Was your ‘Constitutional Law’ tutor, by any chance, a certain ‘Professor’ Soetoro ???
One Man’s Opinion
21stCenturion
I would take that as a positive—he’s showing the world what an idiot he is. As these criminal, anti-American activities of this administration play out, he will paint himself into a corner and the paint will never dry.
Totally agree with you Pharmboy. Things are reaching a flashpoint.
I can accept that much.
The topic was prayer and I assumed people with a working knowledge of the Constitution would read my post in that context. To that end let me rephrase my observations.
Do you disagree with this statement? The Constitution does not grant Congress the power to legislate religion therefore prayers at a local town meetings are not the business of the Supreme Court.
I can see your problem with this statement. The Supreme Court can only rule on issues that the Congress is empowered to legislate.
Ill reword that to seek a more acceptable response. The Supreme Court can only rule on legislation that Congress has passed whether Congress were constitutionally empowered to legislate or not and all other legislation to determine if that legislation conflicts with the Constitution.
Article III charges the Supreme Court in Section 2 .to contain its judicial Power to the Constitution. The judicial Power shall extend to all Cases, in Law and Equity, arising under this Constitution
I’m not in this to merely ‘quibble’. Your original assertion — “ ... The Supreme Court can only rule on issues that the Congress is empowered to legislate ...” — was and still IS the point I questioned.
The SCOTUS is NOT constrained to respond ONLY to issues originating in some act of Congress. That’s what you said and that’s what I questioned.

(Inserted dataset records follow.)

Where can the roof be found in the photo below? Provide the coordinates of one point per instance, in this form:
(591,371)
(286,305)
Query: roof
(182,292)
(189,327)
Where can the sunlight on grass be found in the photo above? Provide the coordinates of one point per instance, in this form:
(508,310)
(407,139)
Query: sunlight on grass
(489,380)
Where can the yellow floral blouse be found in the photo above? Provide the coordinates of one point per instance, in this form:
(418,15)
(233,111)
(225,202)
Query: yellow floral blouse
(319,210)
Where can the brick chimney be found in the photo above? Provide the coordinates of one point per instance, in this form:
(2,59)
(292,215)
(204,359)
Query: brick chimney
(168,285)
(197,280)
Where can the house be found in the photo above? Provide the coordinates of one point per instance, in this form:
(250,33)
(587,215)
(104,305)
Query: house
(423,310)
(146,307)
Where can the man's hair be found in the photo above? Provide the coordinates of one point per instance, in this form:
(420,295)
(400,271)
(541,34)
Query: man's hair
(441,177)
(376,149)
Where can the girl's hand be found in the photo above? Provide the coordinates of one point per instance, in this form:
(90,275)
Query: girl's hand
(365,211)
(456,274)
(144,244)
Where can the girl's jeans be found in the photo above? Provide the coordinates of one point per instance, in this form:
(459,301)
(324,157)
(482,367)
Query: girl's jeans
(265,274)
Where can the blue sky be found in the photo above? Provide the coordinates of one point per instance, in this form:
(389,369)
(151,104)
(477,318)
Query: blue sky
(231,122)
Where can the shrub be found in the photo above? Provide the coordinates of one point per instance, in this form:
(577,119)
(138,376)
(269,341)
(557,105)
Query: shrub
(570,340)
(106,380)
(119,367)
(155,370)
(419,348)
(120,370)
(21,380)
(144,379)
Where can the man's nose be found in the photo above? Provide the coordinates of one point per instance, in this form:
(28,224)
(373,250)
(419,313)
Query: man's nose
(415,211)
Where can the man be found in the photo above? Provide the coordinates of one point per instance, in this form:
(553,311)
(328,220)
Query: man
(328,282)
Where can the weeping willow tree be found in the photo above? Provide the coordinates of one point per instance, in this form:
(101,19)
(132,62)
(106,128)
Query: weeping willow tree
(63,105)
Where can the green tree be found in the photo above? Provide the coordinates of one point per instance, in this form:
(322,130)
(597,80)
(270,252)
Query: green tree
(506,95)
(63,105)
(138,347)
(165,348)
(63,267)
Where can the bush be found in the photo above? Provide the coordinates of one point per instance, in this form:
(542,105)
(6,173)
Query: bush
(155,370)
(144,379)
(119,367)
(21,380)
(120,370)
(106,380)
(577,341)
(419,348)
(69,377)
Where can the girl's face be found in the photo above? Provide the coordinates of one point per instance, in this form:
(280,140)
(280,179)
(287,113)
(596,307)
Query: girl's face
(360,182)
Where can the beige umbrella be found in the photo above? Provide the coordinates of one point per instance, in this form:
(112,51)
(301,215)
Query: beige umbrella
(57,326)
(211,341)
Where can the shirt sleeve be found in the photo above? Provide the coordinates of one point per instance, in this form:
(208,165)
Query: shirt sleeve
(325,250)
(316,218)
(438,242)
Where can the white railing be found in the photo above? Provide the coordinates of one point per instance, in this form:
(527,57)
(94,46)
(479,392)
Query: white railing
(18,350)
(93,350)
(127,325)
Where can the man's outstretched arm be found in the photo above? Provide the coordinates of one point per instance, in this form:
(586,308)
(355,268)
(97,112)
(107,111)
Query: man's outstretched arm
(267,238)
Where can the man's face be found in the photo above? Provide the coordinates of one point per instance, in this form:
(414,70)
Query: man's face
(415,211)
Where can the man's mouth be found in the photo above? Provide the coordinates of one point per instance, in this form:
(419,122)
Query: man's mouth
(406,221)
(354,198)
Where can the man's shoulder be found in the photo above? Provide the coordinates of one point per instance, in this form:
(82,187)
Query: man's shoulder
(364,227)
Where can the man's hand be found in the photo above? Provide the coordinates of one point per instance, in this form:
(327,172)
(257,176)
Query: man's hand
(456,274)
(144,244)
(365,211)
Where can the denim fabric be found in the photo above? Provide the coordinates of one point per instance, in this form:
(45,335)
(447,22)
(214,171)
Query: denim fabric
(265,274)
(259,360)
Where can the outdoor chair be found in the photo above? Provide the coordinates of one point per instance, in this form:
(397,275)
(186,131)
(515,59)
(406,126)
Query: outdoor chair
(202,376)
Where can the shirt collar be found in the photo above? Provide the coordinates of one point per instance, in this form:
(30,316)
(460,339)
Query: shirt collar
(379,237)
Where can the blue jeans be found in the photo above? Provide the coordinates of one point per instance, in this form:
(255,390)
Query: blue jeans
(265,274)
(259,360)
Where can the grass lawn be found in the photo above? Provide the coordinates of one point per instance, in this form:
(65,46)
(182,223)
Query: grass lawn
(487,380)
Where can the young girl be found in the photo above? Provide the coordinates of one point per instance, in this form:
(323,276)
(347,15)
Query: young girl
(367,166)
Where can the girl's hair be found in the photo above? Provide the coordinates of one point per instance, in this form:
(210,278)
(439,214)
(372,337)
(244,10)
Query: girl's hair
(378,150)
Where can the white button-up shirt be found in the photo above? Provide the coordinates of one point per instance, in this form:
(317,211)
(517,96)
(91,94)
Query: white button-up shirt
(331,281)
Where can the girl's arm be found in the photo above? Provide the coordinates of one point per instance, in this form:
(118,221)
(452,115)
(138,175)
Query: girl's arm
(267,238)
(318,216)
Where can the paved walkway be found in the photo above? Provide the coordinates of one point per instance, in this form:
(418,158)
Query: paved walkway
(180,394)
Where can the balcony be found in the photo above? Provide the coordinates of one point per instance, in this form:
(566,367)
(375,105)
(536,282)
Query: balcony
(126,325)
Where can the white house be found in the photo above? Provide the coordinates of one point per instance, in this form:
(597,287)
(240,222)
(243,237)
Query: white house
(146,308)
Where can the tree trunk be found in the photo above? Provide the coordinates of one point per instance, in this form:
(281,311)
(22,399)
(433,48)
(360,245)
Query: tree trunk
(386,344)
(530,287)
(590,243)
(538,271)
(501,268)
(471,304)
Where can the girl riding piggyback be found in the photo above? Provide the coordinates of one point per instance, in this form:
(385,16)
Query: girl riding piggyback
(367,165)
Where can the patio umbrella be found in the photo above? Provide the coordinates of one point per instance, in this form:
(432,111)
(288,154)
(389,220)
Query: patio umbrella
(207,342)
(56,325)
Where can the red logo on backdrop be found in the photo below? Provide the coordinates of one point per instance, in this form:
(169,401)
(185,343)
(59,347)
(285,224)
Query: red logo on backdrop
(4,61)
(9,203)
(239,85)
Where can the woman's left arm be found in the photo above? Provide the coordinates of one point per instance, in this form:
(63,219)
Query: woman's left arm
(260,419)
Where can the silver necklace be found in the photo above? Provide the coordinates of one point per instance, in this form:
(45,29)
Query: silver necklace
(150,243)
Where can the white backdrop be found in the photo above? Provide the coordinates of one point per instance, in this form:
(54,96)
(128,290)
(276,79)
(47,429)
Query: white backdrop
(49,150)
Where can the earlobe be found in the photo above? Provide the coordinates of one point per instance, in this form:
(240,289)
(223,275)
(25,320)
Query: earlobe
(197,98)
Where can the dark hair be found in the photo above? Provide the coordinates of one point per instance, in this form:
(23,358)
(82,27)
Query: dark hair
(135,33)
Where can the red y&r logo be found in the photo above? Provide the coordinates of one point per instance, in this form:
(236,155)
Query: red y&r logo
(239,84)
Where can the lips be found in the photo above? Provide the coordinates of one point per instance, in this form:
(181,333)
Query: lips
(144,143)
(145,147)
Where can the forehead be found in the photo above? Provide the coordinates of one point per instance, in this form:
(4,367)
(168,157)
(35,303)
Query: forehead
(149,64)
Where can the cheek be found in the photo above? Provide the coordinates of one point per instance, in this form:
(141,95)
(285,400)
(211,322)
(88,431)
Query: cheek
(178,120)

The issue you raised, as far as I am concerned, is NOT simply concerned with ‘prayer’ or ‘religion’. You may want to fold back around to that constraint but you opened this door and I’m walking in.
Consider something ELSE your amendment STILL overlooks: ANY case arising within a State or Inferior Federal Court which may, somehow, be ‘lawyered’ into an argument merely referring to a topic within the Constitution ( especially within the Bill of Rights or the infinitely ‘expansive’ 14th ) MAY very well end up calendared by the SCOTUS for review / appeal. I am unaware of a successful challenge to inhibit the working of this process since Marbury v. Madison.
How did y’all miss that’n ???
When you cite Article II, Section 2, you encompass ALL of it, not merely a phrase you ‘quote’ out of context. This Article outlines the scope of the Judicial Power and contains NOT one word or phrase indicating your preferred construction — ‘can only review laws enacted in Congress’. Mr Justice Marshall ruled explicitly that SCOTUS CAN review Acts of Congress and rule on their Constitutionality. That understanding was, previously, NOT operative and became the essence of the ‘system of checks and balances’ we understand the Constitution to have originated. Before then, some held that only Congress was the judge of it’s Acts and only the President was the judge of the means by which the Executive Power was exercised. Mr Justice Marshall thought otherwise.